Have you tried to download it using IE?

Where are you downloading this from?

What error are you getting?


----------



## zineeditor (Apr 12, 2008)

Greetings

I tried downloading it with Firefox, Opera, and IE. Nothing works. Those darn people at ADE are totally unresponsive. I've read all sorts of complaints on the net about them. Lousy support period. I keep getting an error message "APP crash". I just now tried to open it again so I could get that error message and post the entire error message here. However, it won't do anything.
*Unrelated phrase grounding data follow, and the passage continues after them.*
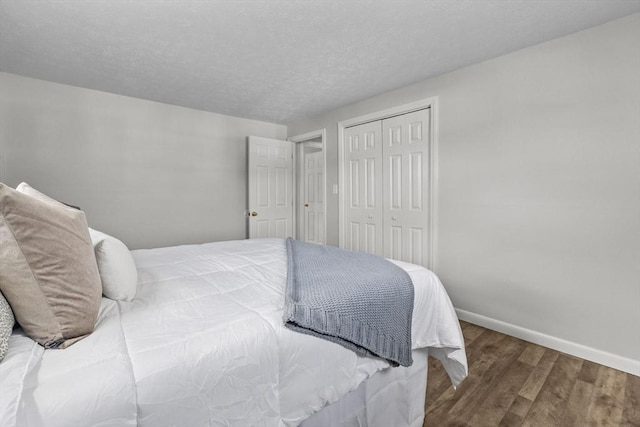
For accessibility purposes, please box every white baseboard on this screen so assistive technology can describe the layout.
[455,308,640,376]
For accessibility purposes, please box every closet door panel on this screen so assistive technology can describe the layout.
[344,121,383,256]
[382,109,430,265]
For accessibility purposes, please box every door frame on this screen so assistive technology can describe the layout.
[288,128,327,244]
[337,97,439,272]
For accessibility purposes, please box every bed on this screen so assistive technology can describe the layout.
[0,184,467,427]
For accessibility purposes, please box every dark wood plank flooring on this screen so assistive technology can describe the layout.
[424,321,640,426]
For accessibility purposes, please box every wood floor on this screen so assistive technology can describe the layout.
[424,321,640,426]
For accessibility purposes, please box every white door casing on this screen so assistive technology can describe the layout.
[343,121,384,255]
[247,136,293,239]
[382,109,431,265]
[303,149,325,244]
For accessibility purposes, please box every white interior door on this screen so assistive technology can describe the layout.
[303,149,325,244]
[248,136,293,239]
[382,109,431,265]
[343,121,384,255]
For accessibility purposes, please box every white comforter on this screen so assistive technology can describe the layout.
[0,238,466,427]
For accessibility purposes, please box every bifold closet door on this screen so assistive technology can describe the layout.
[382,109,430,266]
[343,121,384,255]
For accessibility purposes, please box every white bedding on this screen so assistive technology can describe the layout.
[0,238,466,426]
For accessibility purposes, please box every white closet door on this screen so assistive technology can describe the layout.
[343,121,384,255]
[382,109,431,265]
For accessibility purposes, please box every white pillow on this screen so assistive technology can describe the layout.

Now I have to deal with that problem.


----------



## Masterchiefxx17 (Feb 27, 2010)

So you are not downloading the files directly from Adobe?


----------



## zineeditor (Apr 12, 2008)

Yes, I did download from Adobe Digital Editions page. Here's a copy of the problem I retrieved off of my computer:

Source
Adobe Digital Editions 3.0

Summary
APPCRASH

Date
‎7/‎25/‎2014 2:51 PM

Status
Not reported

Description
Stopped working
Faulting Application Path:	C:\Program Files (x86)\Adobe\Adobe Digital Editions 3.0\DigitalEditions.exe

Problem signature
Problem Event Name:	APPCRASH
Application Name:	DigitalEditions.exe
Application Version:	3.0.1.0
Application Timestamp:	535a4005
Fault Module Name:	KERNELBASE.dll
Fault Module Version:	6.2.9200.16864
Fault Module Timestamp:	531d2be6
Exception Code:	e053534f
Exception Offset:	00010f22
OS Version:	6.2.9200.2.0.0.768.101
Locale ID:	1033


----------



## Masterchiefxx17 (Feb 27, 2010)

Let's take a look at your system hardware specifications. Please follow this guide on how to get those specifications: 

How to find your system specifications | Tech Support Forum


----------



## zineeditor (Apr 12, 2008)

I read the directions. I will download the program (I have some of their other software. Good stuff.) tomorrow (Tuesday) and post it to you sometime during the day or early evening. I'm too tired at this time (11:21 p.m.) to do it and I don't want to mess up. Incidentally, it mentions I should furnish the make and model number of power supply. I hate to sound stupid, but where would that be located?
Thanks!


----------



## Masterchiefxx17 (Feb 27, 2010)

No worries. Take your time to do things, I am not going anywhere :smile:

If you are on a laptop ignore the PSU. However, if you are in a desktop the PSU will be located inside the case. It will typically have a model number right on either side of the PSU housing.


----------